Although she was only 6 years old, Kellisa Myers clearly remembers the first time she saw her mother cry. It happened the day her family learned that cystic fibrosis (CF) was the cause of the first-grader's chronic respiratory problems and inability to gain weight. Since then, Kellisa, now 19, and her parents have become experts on how to live with this life-threatening disease. The family credits physicians and staff at Miller Children’s Hospital Long Beach for helping Kellisa maintain her health and lead a near-normal life, including attending all her proms, serving as editor of her high school yearbook and having a wide circle of friends.
With 25 outpatient specialty centers for children in six locations, the hospital's Pulmonary and Cystic Fibrosis Center is one of only three pediatric CF programs in Los Angeles County accredited by the Cystic Fibrosis Foundation. Over the years, the hospital's multidisciplinary team of specialists has provided Kellisa with expert medical care, emotional support, nutritional counseling and education.

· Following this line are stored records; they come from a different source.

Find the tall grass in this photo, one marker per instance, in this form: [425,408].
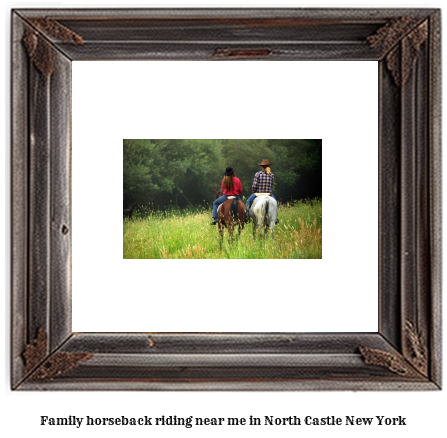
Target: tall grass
[187,234]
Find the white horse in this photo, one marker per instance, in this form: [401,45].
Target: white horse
[264,212]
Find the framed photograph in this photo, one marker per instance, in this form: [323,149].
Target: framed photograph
[403,354]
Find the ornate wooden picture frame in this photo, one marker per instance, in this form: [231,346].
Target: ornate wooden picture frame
[405,353]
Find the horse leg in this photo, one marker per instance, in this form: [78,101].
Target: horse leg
[220,228]
[230,232]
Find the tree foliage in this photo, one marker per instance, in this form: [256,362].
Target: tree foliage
[163,173]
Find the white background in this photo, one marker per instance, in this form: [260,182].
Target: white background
[223,100]
[425,412]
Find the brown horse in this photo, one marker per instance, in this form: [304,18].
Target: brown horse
[230,217]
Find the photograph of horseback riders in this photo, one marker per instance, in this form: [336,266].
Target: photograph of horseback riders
[222,199]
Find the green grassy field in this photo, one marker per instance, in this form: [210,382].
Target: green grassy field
[187,234]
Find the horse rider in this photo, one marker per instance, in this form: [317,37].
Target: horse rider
[262,183]
[231,186]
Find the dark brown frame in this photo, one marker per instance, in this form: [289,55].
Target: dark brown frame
[405,354]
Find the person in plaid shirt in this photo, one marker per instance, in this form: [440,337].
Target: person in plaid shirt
[262,183]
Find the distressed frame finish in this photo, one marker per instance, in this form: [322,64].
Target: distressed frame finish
[405,354]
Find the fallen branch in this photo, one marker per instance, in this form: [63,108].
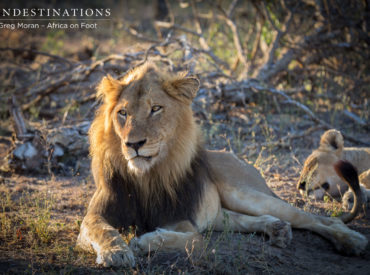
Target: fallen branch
[255,86]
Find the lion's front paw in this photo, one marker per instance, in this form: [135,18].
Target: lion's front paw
[280,233]
[116,256]
[348,200]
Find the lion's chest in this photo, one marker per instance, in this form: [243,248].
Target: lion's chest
[126,206]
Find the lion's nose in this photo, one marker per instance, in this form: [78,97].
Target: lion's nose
[302,185]
[136,145]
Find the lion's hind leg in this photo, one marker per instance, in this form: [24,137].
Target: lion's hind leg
[257,204]
[279,232]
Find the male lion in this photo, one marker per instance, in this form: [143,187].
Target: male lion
[152,172]
[318,176]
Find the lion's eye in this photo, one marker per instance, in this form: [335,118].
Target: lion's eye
[122,113]
[156,108]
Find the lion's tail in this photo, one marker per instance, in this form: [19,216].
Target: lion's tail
[348,173]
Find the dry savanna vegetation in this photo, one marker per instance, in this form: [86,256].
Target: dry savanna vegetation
[274,76]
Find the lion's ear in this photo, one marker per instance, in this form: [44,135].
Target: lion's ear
[109,89]
[183,89]
[332,140]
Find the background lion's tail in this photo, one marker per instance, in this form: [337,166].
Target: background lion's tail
[348,173]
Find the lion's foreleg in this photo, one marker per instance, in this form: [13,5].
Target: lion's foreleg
[279,232]
[96,234]
[257,204]
[166,240]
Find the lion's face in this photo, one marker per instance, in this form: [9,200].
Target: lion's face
[147,114]
[145,119]
[318,176]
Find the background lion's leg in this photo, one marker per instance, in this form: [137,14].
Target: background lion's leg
[279,232]
[111,250]
[257,204]
[167,240]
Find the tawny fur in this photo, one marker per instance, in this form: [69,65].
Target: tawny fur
[318,168]
[151,170]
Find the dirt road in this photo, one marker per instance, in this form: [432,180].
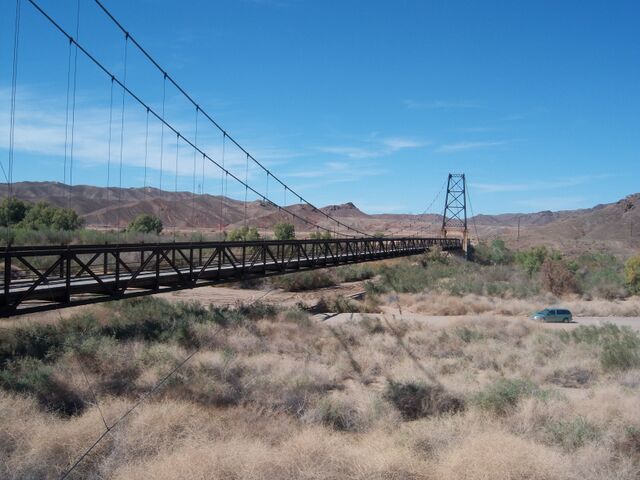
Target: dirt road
[441,321]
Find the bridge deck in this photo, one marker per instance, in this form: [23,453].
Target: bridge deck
[43,278]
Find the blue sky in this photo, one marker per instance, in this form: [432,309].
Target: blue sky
[373,102]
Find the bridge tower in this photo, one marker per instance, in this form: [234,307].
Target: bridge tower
[454,218]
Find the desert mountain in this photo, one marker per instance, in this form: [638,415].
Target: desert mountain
[615,225]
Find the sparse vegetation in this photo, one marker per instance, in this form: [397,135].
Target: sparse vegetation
[38,216]
[145,223]
[244,233]
[269,380]
[284,231]
[632,274]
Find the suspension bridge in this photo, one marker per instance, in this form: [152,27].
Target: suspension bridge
[45,277]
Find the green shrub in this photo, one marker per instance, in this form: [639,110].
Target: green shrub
[632,274]
[572,434]
[338,415]
[320,235]
[244,233]
[342,304]
[310,280]
[12,211]
[417,399]
[372,325]
[284,231]
[503,395]
[600,275]
[145,223]
[496,253]
[297,316]
[531,260]
[557,277]
[354,273]
[619,346]
[32,376]
[468,334]
[257,310]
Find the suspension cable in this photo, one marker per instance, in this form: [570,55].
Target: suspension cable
[164,93]
[170,126]
[124,90]
[73,107]
[193,186]
[246,190]
[175,189]
[202,193]
[109,148]
[146,153]
[473,215]
[14,82]
[212,121]
[222,175]
[66,116]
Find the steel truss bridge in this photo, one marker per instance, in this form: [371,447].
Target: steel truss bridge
[55,277]
[46,277]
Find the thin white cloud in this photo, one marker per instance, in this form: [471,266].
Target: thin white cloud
[466,146]
[374,146]
[538,184]
[338,172]
[439,105]
[40,130]
[555,203]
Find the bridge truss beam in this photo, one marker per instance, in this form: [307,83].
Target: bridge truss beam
[41,278]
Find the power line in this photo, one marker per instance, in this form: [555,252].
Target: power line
[208,117]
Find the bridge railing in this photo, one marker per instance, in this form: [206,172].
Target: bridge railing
[65,275]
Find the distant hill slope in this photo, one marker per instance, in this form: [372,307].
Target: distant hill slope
[615,226]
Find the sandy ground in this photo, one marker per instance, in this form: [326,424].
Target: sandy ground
[440,321]
[221,295]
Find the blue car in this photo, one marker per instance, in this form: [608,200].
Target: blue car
[553,315]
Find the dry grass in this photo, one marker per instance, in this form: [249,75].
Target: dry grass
[442,304]
[285,396]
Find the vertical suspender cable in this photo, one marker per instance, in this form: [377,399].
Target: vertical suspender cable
[66,116]
[14,79]
[73,105]
[175,190]
[193,186]
[109,150]
[246,190]
[222,175]
[146,153]
[14,85]
[124,82]
[164,92]
[202,193]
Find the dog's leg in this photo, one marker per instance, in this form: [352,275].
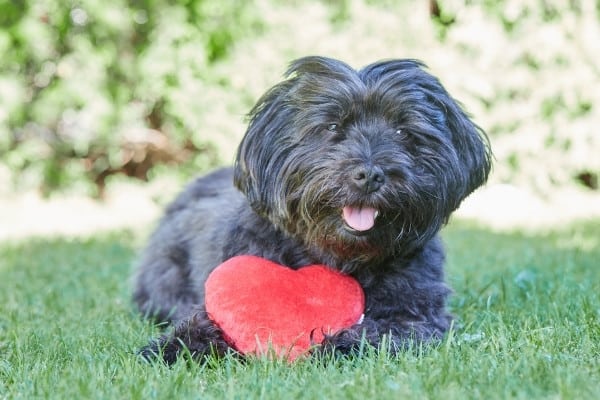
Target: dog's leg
[196,335]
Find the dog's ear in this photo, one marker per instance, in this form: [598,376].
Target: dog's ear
[264,150]
[468,153]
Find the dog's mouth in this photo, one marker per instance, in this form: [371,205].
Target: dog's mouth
[359,220]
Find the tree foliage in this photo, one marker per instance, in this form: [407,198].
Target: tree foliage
[93,88]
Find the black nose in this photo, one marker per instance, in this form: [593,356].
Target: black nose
[368,178]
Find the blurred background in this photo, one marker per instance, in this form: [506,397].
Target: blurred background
[107,107]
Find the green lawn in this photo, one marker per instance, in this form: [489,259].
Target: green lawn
[528,326]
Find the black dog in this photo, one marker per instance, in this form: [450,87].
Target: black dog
[357,170]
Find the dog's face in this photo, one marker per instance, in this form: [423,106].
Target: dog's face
[362,164]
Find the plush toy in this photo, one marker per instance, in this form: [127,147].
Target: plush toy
[262,306]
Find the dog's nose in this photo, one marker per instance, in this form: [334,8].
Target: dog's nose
[368,178]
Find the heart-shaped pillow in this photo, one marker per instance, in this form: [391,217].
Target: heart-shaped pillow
[262,306]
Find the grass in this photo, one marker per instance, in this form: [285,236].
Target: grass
[528,327]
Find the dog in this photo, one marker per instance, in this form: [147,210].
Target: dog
[355,169]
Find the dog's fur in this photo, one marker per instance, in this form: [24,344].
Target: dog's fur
[387,137]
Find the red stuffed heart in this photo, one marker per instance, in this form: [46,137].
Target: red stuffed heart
[260,305]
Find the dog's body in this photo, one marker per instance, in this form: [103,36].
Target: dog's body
[357,170]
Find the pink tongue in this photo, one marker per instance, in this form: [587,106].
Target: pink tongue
[360,219]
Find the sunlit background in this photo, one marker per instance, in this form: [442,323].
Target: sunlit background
[107,107]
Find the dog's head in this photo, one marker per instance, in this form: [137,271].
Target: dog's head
[364,163]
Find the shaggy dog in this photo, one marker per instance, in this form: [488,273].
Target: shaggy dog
[357,170]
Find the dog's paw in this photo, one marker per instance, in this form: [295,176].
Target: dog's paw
[196,337]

"CF is a genetic disease involving the buildup of thick, sticky mucus that clogs the lungs and obstructs the pancreas, causing serious respiratory damage and nutritional deficiencies," says Eliezer Nussbaum, M.D., a pediatric pulmonary specialist and the medical director of the center at Miller Children's Hospital, he has been Kellisa's doctor for many years. To counteract the effects of the disease, Kellisa visits the Pulmonary and Cystic Fibrosis Center at Miller Children’s Hospital Long Beach for checkups several times a year.
Additionally, she follows a strict, daily regimen of care recommended by Dr. Nussbaum and the Miller Children’s team. Every morning begins with 30 minutes of therapy using an intrapulmonary percussive ventilator (IPV). The machine delivers bursts of air through a mouthpiece to open Kellisa's airway, expand her lungs, move secretions and deliver aerosolized medications.
Throughout the day, she takes about 35 pills, including antibiotics, anti-inflammatory medications, enzymes, vitamins, mucus thinners and bronchodilators. To provide the additional calories her body needs, she has intravenous feedings six hours every night while sleeping. Periodically, she's hospitalized for "tune ups"—intensive chest physiotherapy, bronchodilators and intravenous antibiotics to treat infections and other problems that develop due to her condition. And she recently had a port-o-cath implanted in her abdomen to make antibiotic IV treatments easier.
"The Pediatric Pulmonary and Cystic Fibrosis Center team has been my rock from day one," says Kellisa's mother, Kathy. "Kellisa's cystic fibrosis nurse, Elaine, knows her medications by heart and has made the whole experience easier."
With the center's help, and the optimistic guidance of her parents, Kellisa has learned to merge aggressive, daily CF treatments with an active school, home and social life. "There's nothing I can't do, including extreme sports," she says. Currently a full-time college student, she's preparing for a career as a social worker and is engaged to be married.
In addition to CF, there are dozens of other serious medical conditions that affect young people. Among them are genetic disorders such as hemophilia, congenital problems such as spina bifida, and acquired conditions such as type 2 diabetes.
"The medical and psychological complexities of dealing with chronic medical problems pose unique challenges for pediatric patients, as well as their families," says gastroenterologist Barry Steinmetz, M.D., medical director of Miller Children’s Outpatient Specialty Centers. 'These illnesses require the kind of highly specialized treatment found only at a major pediatric medical center."